International Ferro Metals (IFM) yesterday announced it would increase its black empowerment shareholding in its South African subsidiary to 26percent in a deal reputed to be worth more than R1billion.

The empowerment scheme will see four communities surrounding the company's main international operations in Buffelsfontein, east of Rustenberg, acquiring the largest chunk of 12,5percent.

An estimated 160000 people in the area stand to benefit while the company's 240 employees, who don't participate in share option schemes, will acquire 6,75percent.

The remaining 6,75percent will be acquired by an "entrepreneurial group" yet to be constituted but which will include current BEE partner and 1,25percent stakeholder Global Eagle, headed by mining bigwig and empowerment player Seth Phalatse.

Speaking yesterday IFM chief executive David Kovarsky said it was "likely that they (Global Eagle) will be a part of this although this aspect has not been finalised".

He said the company lodged its proposal to the department of minerals and energy last week, adding it was in line with its previous application to convert its existing old order mining rights to new order mining rights.

IFM is an Australian-based company with a market capitalisation, as of yesterday's share price, of R2,6billion and is listed on the London Stock Exchange.

Ferro chrome is one of the key ingredients when making stainless steel.

Kovarsky said IFM was one of the first mining companies to increase their shareholding to the required 26percent.

"The principal requirement of the Mining Charter was for there to be black ownership of 15percent by this year and 26percent by 2014 so we are extremely happy to do it all at once.

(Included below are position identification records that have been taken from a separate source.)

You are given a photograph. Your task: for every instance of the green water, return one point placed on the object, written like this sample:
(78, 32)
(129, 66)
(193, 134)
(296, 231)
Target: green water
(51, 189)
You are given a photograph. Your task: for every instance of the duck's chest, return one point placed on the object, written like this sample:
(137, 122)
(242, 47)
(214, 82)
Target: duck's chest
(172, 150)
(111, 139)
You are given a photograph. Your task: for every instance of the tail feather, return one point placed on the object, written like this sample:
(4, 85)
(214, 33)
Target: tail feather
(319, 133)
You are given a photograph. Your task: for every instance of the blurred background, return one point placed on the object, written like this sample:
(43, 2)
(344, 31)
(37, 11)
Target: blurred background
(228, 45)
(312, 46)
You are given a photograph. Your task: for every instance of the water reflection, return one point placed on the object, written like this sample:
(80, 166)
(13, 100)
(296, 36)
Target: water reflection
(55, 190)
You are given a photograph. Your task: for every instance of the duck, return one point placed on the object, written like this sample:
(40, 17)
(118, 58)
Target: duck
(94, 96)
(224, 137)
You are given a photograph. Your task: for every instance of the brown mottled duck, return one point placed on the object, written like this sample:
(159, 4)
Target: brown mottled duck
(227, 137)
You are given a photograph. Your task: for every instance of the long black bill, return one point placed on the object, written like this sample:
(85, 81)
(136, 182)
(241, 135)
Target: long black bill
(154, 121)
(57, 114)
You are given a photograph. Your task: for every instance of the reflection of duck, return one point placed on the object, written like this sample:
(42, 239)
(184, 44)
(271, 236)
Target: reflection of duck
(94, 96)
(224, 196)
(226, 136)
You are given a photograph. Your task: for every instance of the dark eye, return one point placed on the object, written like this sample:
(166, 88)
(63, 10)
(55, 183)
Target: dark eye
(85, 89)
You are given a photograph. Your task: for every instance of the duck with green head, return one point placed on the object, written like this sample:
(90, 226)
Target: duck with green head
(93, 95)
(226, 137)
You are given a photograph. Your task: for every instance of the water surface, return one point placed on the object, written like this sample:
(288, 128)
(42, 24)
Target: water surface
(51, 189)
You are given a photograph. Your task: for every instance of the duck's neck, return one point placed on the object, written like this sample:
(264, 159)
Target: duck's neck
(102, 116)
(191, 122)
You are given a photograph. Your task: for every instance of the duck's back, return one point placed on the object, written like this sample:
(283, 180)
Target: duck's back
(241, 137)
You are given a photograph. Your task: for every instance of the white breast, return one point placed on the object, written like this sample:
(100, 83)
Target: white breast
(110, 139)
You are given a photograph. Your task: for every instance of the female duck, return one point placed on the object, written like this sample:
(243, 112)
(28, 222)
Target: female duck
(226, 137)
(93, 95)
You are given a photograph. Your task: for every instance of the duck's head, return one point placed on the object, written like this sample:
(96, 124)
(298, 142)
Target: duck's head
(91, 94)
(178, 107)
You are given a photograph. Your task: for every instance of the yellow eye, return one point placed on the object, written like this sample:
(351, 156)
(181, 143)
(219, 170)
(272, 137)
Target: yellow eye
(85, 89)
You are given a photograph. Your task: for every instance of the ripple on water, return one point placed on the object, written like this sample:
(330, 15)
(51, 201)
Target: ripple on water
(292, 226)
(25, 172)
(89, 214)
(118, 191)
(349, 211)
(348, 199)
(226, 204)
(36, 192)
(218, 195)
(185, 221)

"We thought it was right as the constituencies to whom we are selling the shares aren't going to change much ... and we concentrated on the broad-based elements of the deal," he said.

He said another advantage of the deal was that it would be financed by the company itself "thus removing pressure on shareholders so they don't have to money borrow money" to finance the deal.

"The gearing or debt will reside in the company ... and we have an undertaking to start paying dividends - as long as we are in profit - so that the community and staff can benefit," said Kovarsky.

He anticipated that the debt would be serviced within five to 10 years.